Many important and, naturally, wealthy people were interred along this revered road in antiquity.

Money in the dirt

As you can imagine I was horrified to read this, so I decided to do some preliminary investigation.

Well, that surface didn’t take too much scratching; the first person I asked replied, “Yes, it goes on all the time. There is a lot of money to be made”.

“Shouldn’t you hand these artefacts over to the relevant authorities?”

No, they do not give enough money. We can make much more selling these things ourselves. Anyway, they (the authorities) only take them, give us little money, then sell these things themselves for lots of money.”

My head was spinning with the realization this was clearly a clandestine industry, methodically enacted when the archaeologists are not here.

Stuff of dreams

It was only then that I recalled the many conversations I have had with various waiters at the cafés which surround the Temple in which they only believed the archaeologists were “looking for gold”.

They thought they were here purely on a treasure hunt.
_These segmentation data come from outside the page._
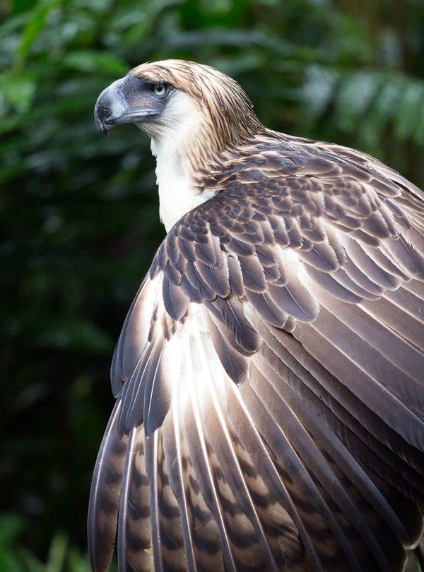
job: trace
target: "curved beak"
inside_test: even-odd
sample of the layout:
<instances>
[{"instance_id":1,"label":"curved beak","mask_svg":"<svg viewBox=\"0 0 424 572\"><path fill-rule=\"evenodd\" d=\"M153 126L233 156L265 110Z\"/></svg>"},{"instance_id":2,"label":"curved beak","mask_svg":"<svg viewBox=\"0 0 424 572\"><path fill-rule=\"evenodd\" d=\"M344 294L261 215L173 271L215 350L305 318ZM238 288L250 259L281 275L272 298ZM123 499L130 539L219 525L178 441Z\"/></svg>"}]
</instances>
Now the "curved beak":
<instances>
[{"instance_id":1,"label":"curved beak","mask_svg":"<svg viewBox=\"0 0 424 572\"><path fill-rule=\"evenodd\" d=\"M138 78L127 76L114 81L100 93L94 108L94 119L103 135L107 136L107 125L136 123L158 115L159 110L152 106L148 97L136 96L140 81Z\"/></svg>"}]
</instances>

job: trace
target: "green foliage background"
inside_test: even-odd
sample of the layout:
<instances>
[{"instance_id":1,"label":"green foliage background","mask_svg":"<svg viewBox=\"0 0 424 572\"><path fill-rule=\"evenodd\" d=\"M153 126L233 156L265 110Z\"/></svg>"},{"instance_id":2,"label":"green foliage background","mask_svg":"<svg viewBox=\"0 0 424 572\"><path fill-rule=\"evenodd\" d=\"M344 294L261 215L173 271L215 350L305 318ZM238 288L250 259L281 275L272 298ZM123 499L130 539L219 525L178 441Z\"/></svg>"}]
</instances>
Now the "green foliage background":
<instances>
[{"instance_id":1,"label":"green foliage background","mask_svg":"<svg viewBox=\"0 0 424 572\"><path fill-rule=\"evenodd\" d=\"M194 59L268 126L423 186L424 4L0 0L0 569L82 571L112 353L164 234L148 141L102 138L97 96L143 61Z\"/></svg>"}]
</instances>

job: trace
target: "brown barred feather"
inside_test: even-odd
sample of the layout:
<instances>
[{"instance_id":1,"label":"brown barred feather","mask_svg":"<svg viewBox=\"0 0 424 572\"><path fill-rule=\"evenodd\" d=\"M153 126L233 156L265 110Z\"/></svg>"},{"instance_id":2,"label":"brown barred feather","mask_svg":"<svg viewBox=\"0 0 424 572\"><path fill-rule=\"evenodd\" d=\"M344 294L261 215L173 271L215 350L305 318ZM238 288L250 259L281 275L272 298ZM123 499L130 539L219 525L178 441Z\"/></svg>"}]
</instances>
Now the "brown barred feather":
<instances>
[{"instance_id":1,"label":"brown barred feather","mask_svg":"<svg viewBox=\"0 0 424 572\"><path fill-rule=\"evenodd\" d=\"M424 193L193 62L95 116L152 138L168 232L114 355L93 571L117 526L122 571L423 567Z\"/></svg>"}]
</instances>

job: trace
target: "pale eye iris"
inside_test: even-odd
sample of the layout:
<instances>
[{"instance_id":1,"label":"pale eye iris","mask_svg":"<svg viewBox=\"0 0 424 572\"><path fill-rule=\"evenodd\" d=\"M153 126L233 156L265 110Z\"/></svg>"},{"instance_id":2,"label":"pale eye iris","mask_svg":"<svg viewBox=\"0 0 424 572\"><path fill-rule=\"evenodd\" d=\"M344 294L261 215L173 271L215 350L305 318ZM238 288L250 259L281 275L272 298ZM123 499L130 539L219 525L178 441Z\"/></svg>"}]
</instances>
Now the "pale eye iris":
<instances>
[{"instance_id":1,"label":"pale eye iris","mask_svg":"<svg viewBox=\"0 0 424 572\"><path fill-rule=\"evenodd\" d=\"M166 86L163 83L155 83L153 85L153 93L155 95L165 95Z\"/></svg>"}]
</instances>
Here to find and take gold. I treated such comments as yet another sign of their ingrained ignorance.

There is also a rumour which continues to shift in the mist of their childlike dreams that a farmer once unearthed so much ancient loot that “he now owns a big tourist boat”.

I presume the impoverished mind and pocket of this fool was trying to allude to a cruise liner. I have been told that story three times, by different waiters.

Nonetheless, here are open confessions that looting of an archaeological site is being actively perpetuated and no one, not a single soul in a position of authority, is doing anything about this.

I must admit I have always seen this town as a particularly disparate place, though one thing that will always unite it is a ravishing lust for money!